Teaching
I taught a course on geometric group theory in the winter semester of 2025/6, the notes for which are can be found here. Comments and corrections are always appreciated. Below you can find a breakdown of the notes in terms of what I covered in each lecture, which may differ in some respects from the above document.
Notes by lecture
- Lecture 1: Group presentations, actions, Cayley graphs, and quasi-isometries.
- Lecture 2: Quasi-geodesics, the Milnor-Schwarz lemma, classical hyperbolic geometry.
- Lecture 3: Some more classical hyperbolic geometry, hyperbolic metric spaces, the Morse Lemma.
- Lecture 4: Quasi-isometric invariance of hyperbolicity, local quasigeodesics in hyperbolic spaces, quasiconvexity.
- Lecture 5: The boundary of a hyperbolic metric space, isometries of hyperbolic metric spaces.
- Lecture 6: Hyperbolic groups, centralisers of elements, and finite subgroups.
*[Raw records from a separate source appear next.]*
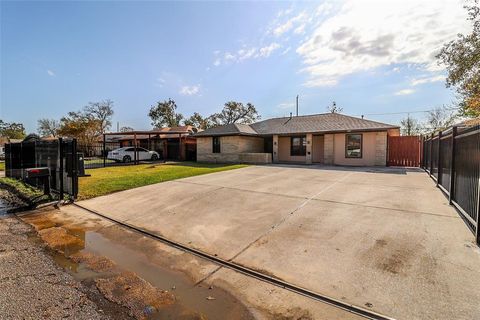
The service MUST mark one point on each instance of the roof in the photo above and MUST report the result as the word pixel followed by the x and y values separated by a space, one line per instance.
pixel 318 123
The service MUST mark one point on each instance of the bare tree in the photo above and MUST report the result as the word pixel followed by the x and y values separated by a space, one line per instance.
pixel 410 126
pixel 334 108
pixel 48 127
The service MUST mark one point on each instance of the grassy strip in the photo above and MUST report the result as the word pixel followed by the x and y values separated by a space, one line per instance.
pixel 111 179
pixel 25 192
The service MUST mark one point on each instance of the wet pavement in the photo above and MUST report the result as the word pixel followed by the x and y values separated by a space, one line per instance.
pixel 120 264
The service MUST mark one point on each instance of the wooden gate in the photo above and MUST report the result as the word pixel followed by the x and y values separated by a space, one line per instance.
pixel 404 151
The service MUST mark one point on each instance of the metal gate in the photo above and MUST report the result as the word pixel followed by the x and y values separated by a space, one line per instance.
pixel 404 151
pixel 452 158
pixel 59 155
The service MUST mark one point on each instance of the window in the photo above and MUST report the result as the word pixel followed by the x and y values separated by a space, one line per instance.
pixel 298 146
pixel 353 146
pixel 216 144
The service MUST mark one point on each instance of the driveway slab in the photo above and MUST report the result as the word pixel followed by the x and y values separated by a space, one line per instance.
pixel 380 238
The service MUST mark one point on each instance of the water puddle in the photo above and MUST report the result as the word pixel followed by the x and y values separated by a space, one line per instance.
pixel 123 272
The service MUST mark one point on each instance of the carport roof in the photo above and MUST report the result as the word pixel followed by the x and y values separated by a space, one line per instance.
pixel 318 123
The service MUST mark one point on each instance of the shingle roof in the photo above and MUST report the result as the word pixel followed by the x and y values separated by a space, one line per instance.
pixel 318 123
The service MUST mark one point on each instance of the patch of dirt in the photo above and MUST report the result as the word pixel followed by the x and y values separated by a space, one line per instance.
pixel 293 314
pixel 93 261
pixel 134 293
pixel 58 239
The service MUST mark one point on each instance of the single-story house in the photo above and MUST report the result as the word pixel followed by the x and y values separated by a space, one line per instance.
pixel 172 143
pixel 329 138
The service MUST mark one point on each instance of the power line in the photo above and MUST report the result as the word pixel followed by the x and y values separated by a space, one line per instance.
pixel 402 112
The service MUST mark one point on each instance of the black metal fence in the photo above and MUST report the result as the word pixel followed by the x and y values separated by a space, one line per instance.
pixel 59 155
pixel 452 158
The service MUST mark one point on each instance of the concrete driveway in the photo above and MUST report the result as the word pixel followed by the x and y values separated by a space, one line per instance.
pixel 384 239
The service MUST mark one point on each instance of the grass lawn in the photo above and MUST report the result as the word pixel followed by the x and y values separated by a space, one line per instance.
pixel 110 179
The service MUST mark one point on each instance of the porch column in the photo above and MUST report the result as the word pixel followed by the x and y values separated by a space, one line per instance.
pixel 328 155
pixel 308 157
pixel 275 148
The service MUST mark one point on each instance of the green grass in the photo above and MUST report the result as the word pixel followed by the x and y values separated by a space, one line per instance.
pixel 111 179
pixel 22 190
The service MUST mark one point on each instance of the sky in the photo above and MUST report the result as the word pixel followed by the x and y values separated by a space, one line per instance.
pixel 375 58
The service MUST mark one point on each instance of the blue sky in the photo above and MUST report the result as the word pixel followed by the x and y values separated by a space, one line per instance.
pixel 370 57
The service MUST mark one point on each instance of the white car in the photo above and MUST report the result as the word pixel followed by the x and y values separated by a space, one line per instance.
pixel 127 154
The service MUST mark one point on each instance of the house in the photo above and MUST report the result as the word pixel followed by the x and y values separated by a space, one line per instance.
pixel 329 138
pixel 172 143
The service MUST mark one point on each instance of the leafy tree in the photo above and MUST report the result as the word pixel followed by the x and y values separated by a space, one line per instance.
pixel 410 126
pixel 439 119
pixel 198 121
pixel 101 112
pixel 48 127
pixel 235 112
pixel 164 114
pixel 12 130
pixel 462 59
pixel 126 129
pixel 334 108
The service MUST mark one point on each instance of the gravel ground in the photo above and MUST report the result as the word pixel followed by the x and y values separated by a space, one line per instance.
pixel 32 286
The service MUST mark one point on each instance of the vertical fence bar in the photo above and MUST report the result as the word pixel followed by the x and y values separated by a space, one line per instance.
pixel 452 167
pixel 60 151
pixel 439 158
pixel 104 151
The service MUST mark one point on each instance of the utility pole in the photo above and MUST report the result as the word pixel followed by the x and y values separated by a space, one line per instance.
pixel 297 105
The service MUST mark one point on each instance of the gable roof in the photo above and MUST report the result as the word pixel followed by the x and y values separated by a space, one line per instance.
pixel 318 123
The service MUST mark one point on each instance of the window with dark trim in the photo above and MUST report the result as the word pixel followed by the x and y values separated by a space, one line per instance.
pixel 298 146
pixel 216 144
pixel 353 145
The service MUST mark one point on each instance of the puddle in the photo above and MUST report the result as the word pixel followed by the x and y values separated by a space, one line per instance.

- Lecture 7: Convergence groups: set-up and basic theory.
- Lecture 8: Ping-pong, Tits' alternative, conical limit points and uniform convergence groups.
- Lecture 9: Topological refomulation of convergence groups, groups acting on hyperbolic spaces are convergence.
- Lecture 10: Boundaries of hyperbolic groups: topology and classification.
- Lecture 11: Algorithms and group theory, small cancellation theory.
- Lecture 12: The Rips construction, quasiconvex subgroups, and classifying spaces for hyperbolic groups.
- Lecture 13: Amalgamated products, HNN extensions, ends of groups and Stallings' theorem.
- Lecture 14: Bass--Serre theory: theory, examples, and applications, accessibility theory.